Ковыряюсь в программной грязи, ищу что-нибудь блестящее.

Вот выдержка из статьи, написанной Энди Хантом и Дейвом Томасом и опубликованной в IEEE Software в 2002 году:

«Это не программирование, это археология»! — пожаловался программист, пробираясь сквозь груду древних обломков особо хитрых кусков кода. На самом деле, это довольно хорошая аналогия. В настоящей археологии вы исследуете какую-то ситуацию, пытаясь понять, на что вы смотрите и как все это сочетается друг с другом. Для этого вы должны заботиться о сохранении артефактов, которые вы находите, а также уважать и понимать культурные силы, которые их создали. Но нам не нужно ждать тысячу лет, чтобы попытаться понять непостижимые артефакты. Код становится унаследованным кодом почти сразу же после его написания, и вдруг у нас возникают те же проблемы, что и у археологов. На что мы смотрим? Как это сочетается с остальным миром? И что они думали? Кажется, что мы всегда находимся в положении, когда читаем чужой код: либо в рамках проверки кода, либо пытаясь настроить часть программного обеспечения с открытым исходным кодом, либо исправляя ошибку в коде, который мы унаследовали.

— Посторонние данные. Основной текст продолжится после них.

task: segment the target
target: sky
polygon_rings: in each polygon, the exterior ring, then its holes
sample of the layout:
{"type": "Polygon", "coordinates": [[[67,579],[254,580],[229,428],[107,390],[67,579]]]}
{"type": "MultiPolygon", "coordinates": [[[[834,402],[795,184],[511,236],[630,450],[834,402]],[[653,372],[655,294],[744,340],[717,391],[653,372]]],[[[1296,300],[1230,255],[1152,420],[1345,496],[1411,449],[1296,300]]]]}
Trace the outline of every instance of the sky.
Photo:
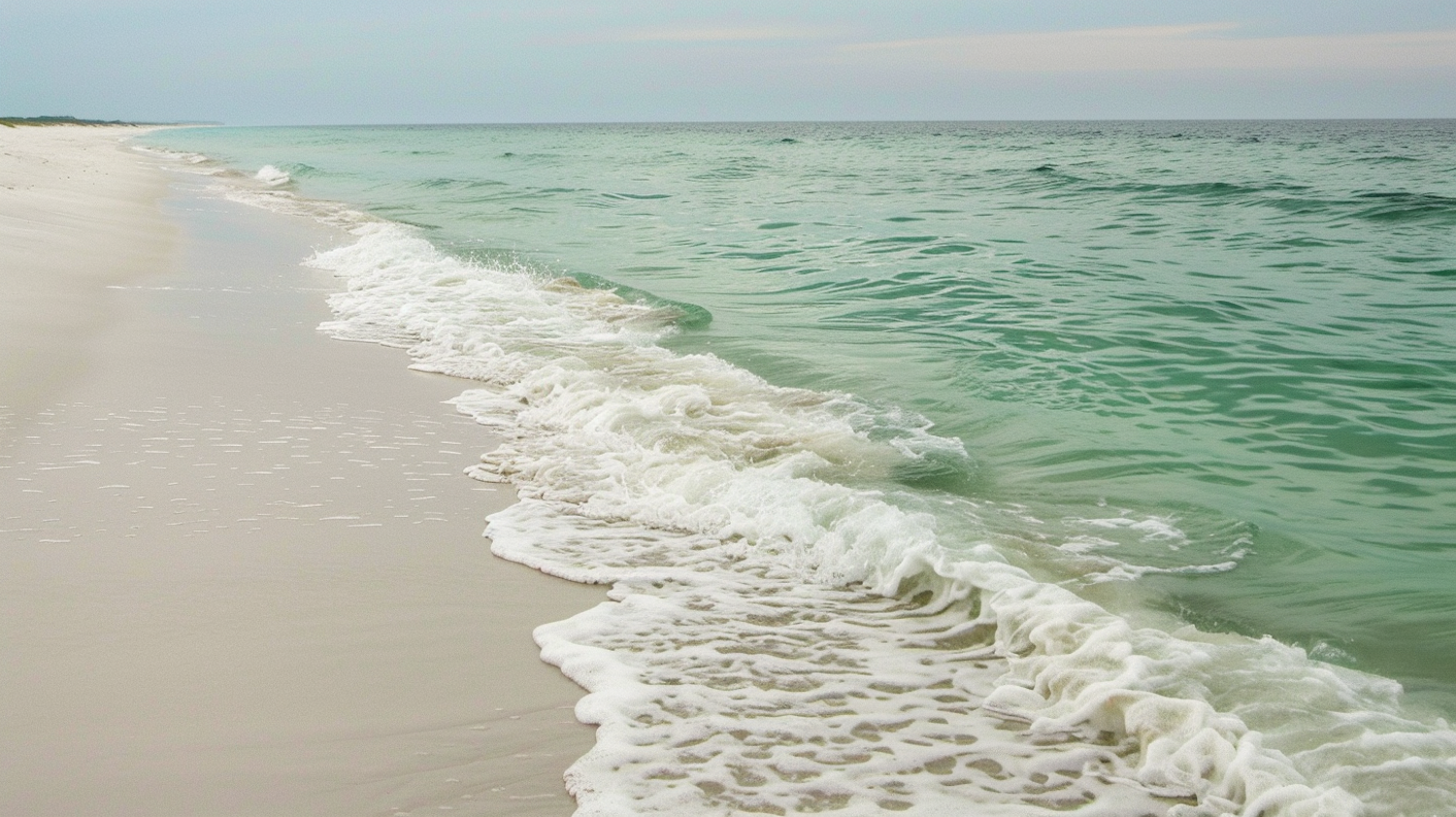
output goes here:
{"type": "Polygon", "coordinates": [[[0,115],[1456,117],[1453,0],[0,0],[0,115]]]}

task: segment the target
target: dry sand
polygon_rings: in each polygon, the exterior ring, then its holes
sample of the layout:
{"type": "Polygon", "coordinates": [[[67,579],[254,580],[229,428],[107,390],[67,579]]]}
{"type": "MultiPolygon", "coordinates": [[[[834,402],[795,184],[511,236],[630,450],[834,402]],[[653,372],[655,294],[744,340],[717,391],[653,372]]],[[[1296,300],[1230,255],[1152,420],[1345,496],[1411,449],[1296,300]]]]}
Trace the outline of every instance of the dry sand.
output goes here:
{"type": "Polygon", "coordinates": [[[0,814],[569,814],[603,594],[489,555],[469,383],[122,135],[0,128],[0,814]]]}

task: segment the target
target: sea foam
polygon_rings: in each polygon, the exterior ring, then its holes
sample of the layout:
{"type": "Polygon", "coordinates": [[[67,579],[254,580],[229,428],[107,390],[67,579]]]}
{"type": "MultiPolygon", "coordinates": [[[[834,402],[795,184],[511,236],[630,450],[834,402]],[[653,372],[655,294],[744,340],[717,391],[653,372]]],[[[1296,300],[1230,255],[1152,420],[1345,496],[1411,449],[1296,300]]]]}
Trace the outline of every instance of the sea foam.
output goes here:
{"type": "MultiPolygon", "coordinates": [[[[869,434],[849,395],[670,352],[671,310],[341,205],[229,195],[352,229],[310,261],[347,284],[323,331],[478,380],[457,406],[505,441],[472,475],[521,495],[494,550],[613,585],[536,634],[600,725],[568,772],[581,814],[1456,813],[1456,734],[1404,715],[1393,682],[1140,626],[865,488],[964,454],[923,424],[869,434]]],[[[1176,542],[1144,521],[1082,530],[1176,542]]]]}

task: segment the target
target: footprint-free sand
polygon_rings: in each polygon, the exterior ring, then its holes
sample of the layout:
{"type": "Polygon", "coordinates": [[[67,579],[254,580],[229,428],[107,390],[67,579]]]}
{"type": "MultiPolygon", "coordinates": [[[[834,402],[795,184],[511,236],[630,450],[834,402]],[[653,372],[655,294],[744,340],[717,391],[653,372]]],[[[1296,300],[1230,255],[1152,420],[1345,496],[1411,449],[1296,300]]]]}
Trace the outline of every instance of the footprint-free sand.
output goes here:
{"type": "Polygon", "coordinates": [[[0,814],[569,814],[603,594],[489,553],[469,382],[131,134],[0,128],[0,814]]]}

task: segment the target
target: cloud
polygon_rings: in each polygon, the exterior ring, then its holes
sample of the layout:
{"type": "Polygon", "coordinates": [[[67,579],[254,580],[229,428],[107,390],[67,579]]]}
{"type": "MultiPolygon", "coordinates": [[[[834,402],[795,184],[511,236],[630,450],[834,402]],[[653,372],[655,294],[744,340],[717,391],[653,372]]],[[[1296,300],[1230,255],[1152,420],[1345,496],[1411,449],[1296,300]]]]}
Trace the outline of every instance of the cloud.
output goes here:
{"type": "Polygon", "coordinates": [[[1238,23],[970,33],[840,47],[856,63],[983,71],[1452,68],[1456,31],[1238,36],[1238,23]]]}
{"type": "Polygon", "coordinates": [[[713,44],[713,42],[772,42],[807,41],[834,36],[836,31],[811,26],[651,26],[612,29],[593,33],[552,36],[553,45],[597,44],[713,44]]]}

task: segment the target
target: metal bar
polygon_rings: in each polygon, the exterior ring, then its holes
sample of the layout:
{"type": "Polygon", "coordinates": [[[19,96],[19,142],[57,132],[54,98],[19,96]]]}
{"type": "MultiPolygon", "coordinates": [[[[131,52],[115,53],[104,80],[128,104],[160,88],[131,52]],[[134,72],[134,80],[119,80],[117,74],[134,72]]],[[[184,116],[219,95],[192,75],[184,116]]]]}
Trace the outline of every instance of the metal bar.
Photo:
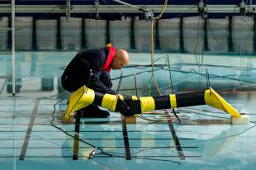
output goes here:
{"type": "Polygon", "coordinates": [[[74,139],[73,139],[73,160],[78,159],[78,153],[79,153],[79,131],[80,131],[80,113],[77,113],[76,119],[75,119],[75,133],[74,133],[74,139]]]}
{"type": "Polygon", "coordinates": [[[37,113],[37,110],[38,110],[38,106],[39,106],[39,102],[40,102],[40,98],[38,97],[38,98],[36,98],[36,104],[35,104],[33,113],[32,113],[32,116],[31,116],[31,121],[30,121],[30,125],[29,125],[29,126],[27,128],[26,137],[25,137],[25,140],[24,140],[24,143],[23,143],[23,145],[22,145],[22,150],[21,150],[21,153],[20,154],[20,158],[19,158],[21,161],[23,161],[24,158],[25,158],[25,154],[26,154],[26,148],[27,148],[30,138],[31,138],[31,132],[32,132],[32,128],[33,128],[33,125],[34,125],[34,121],[35,121],[36,116],[36,113],[37,113]]]}
{"type": "MultiPolygon", "coordinates": [[[[169,114],[168,114],[168,112],[165,112],[165,115],[166,115],[166,116],[168,116],[169,114]]],[[[179,144],[179,141],[178,141],[178,137],[177,137],[177,135],[176,135],[176,132],[175,132],[175,130],[174,130],[174,126],[173,126],[173,122],[172,122],[171,120],[168,120],[167,122],[168,122],[168,126],[169,126],[169,129],[170,129],[170,130],[171,130],[171,132],[172,132],[172,135],[173,135],[173,141],[174,141],[174,144],[175,144],[175,146],[176,146],[178,153],[178,155],[179,155],[179,158],[180,158],[181,160],[185,160],[185,155],[184,155],[184,153],[183,153],[183,148],[182,148],[182,146],[181,146],[180,144],[179,144]]]]}
{"type": "Polygon", "coordinates": [[[126,160],[131,160],[127,127],[126,127],[126,123],[125,120],[125,116],[121,116],[121,127],[123,130],[124,144],[126,147],[126,160]]]}
{"type": "Polygon", "coordinates": [[[12,96],[15,95],[15,0],[12,0],[12,96]]]}
{"type": "Polygon", "coordinates": [[[121,3],[121,4],[123,4],[123,5],[130,7],[133,7],[135,9],[140,10],[140,7],[136,7],[135,5],[130,4],[130,3],[126,3],[126,2],[122,2],[122,1],[120,1],[120,0],[113,0],[113,1],[116,2],[121,3]]]}

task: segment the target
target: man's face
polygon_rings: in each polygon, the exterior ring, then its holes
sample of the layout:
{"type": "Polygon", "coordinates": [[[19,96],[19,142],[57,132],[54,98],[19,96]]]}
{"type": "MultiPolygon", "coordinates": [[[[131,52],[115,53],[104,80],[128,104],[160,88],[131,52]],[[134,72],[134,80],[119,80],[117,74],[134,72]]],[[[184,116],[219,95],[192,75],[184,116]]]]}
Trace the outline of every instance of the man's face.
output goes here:
{"type": "Polygon", "coordinates": [[[121,59],[121,57],[118,53],[116,54],[112,61],[112,69],[121,69],[127,64],[125,59],[121,59]]]}

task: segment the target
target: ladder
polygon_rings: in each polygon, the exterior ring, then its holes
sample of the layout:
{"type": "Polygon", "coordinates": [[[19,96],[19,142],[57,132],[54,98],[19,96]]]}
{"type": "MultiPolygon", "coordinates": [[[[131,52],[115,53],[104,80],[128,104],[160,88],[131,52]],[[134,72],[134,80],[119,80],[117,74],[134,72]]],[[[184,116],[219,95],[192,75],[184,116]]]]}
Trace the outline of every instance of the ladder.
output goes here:
{"type": "Polygon", "coordinates": [[[1,31],[12,31],[12,51],[10,52],[0,52],[0,54],[12,54],[12,75],[0,76],[0,78],[11,78],[12,83],[12,96],[15,96],[16,89],[16,70],[15,70],[15,0],[11,0],[11,12],[12,12],[12,26],[7,28],[0,28],[1,31]]]}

Помимо увлекательной параллели между мирами программного обеспечения и археологией, которая сейчас хорошо зарекомендовала себя как самостоятельная гибридная область, наиболее интересной для меня фразой является «код становится унаследованным кодом почти сразу после его написания». В этом есть что-то довольно призрачное, отмечающее трудовую жизнь программиста как постоянную борьбу со смертью, постоянно цепляющуюся за солнечный свет, когда на могилу, которую так и не засыпают, сыплются гравием.

Так что же это говорит о темпоральности кодирования? Вместо того, чтобы быть на переднем крае будущего, которое всегда, кажется, манит, программирование всегда на шаг позади себя, больше, чем запланированное устаревание, обреченное бежать, прежде чем оно сможет ходить, прежде чем оно сможет ползти, прежде чем оно сможет тихо пускать слюни во сне. перед этим может один ноль один ноль?